Arrestato nell’ambito di un’operazione che ha stroncato un traffico illecito di rifiuti metallici su scala nazionale con emissione ed utilizzo di documenti attestanti operazioni inesistenti.
Imprenditore di Vimercate
C’è anche il nome di Clementino Martino Carzaniga, classe 1952, residente Ruginello, tra coloro che sono finiti agli arresti a seguito di un blitz su vasta scala portato a termine della Guardia di finanza di Torino in Piemonte, Lombardia (province di Monza e Brianza, Milano e Bergamo), Liguria, Friuli Venezia Giulia, Toscana, Campania, Puglia, Sicilia.
Coinvolte 33 persone, 50 perquisizioni
Gli uomini delle Fiamme gialle hanno dato corso ad un’ordinanza dal Giudice per le indagini preliminari nei confronti di 33 persone, indiziate di appartenere a tre distinte associazioni per delinquere finalizzate al traffico illecito di rifiuti metallici e all’emissione ed utilizzo di documenti attestanti operazioni inesistenti.
Oltre 50 le perquisizioni nei confronti di persone fisiche e aziende, nonché il sequestro preventivo di 8 società operanti nel settore del commercio di rottami metallici e di beni per oltre 270 milioni di euro, tra cui disponibilità finanziarie, immobili, veicoli e quote societarie.
L’attività scaturisce dal sequestro, ad opera di un’altra Forza di Polizia in occasione di un controllo su strada nel febbraio 2018, di denaro contante a carico di due uomini italiani, uno dei quali titolare di una ditta individuale operante nel settore del commercio dei rottami.

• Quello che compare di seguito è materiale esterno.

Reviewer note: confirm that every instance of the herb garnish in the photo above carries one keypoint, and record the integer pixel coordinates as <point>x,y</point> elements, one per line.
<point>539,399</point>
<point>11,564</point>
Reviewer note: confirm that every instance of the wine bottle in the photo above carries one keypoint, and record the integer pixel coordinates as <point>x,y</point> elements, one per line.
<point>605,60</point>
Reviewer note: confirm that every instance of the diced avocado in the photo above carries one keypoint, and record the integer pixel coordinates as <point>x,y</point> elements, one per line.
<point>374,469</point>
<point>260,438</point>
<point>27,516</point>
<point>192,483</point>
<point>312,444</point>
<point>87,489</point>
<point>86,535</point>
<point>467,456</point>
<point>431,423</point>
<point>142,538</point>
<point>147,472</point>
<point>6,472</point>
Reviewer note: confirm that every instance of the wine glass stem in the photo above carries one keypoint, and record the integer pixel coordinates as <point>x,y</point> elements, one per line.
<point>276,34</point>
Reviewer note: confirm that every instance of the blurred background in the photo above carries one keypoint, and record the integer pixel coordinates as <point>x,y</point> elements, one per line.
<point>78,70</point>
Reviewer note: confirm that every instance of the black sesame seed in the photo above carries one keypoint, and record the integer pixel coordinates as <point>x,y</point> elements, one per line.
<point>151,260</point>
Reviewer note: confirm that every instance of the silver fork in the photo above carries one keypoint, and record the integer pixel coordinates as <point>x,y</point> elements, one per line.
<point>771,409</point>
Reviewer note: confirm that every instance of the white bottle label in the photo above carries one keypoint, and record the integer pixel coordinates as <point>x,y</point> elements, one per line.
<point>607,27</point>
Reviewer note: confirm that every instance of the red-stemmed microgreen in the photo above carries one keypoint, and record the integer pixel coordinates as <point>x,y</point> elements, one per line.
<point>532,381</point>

Le successive indagini, coordinate dalla Procura della Repubblica di Torino - Direzione Distrettuale Antimafia e condotte dai finanzieri del Nucleo di Polizia Economico-Finanziaria Torino, hanno permesso di acquisire elementi gravemente indizianti, nell’ipotesi accusatoria, dell’esistenza dei gruppi criminali, attivi fin dal 2015 e tuttora operanti, anche all’estero.
Le regole violate
Secondo le norme comunitarie, affinché i rottami metallici non siano qualificabili come «rifiuto», il produttore deve redigere e trasmettere ad ogni cessione una «dichiarazione di conformità», al fine di consentire, in ogni momento, l’individuazione dell’origine del rottame e, dunque, la tracciabilità dello stesso.
Contestati anche reati fiscali
Gli indagati avrebbero predisposto documentazione fiscale e amministrativa falsa al solo scopo di "regolarizzare" ingenti quantitativi di rifiuti destinati a società di capitali "utilizzatrici" , con sede Lombardia e Piemonte. In particolare, sarebbe stata occultata la reale provenienza dei rifiuti (e, pertanto, la corretta tracciabilità della filiera), attraverso società "filtro" e ditte individuali "cartiere" (situate anche in Germania) e con il supporto di una fitta rete di prestanome.
Le organizzazioni illecite, grazie a tale falsa documentazione, avrebbero quindi potuto introdurre nel regolare commercio dei rottami ferrosi rifiuti metallici acquistati in nero e privi dei requisiti di conformità e tracciabilità previsti dalla normativa europea. La falsa documentazione avrebbe anche consentito agli imprenditori-utilizzatori finali del materiale di dedurre costi "in nero", configurando pertanto anche reati fiscali.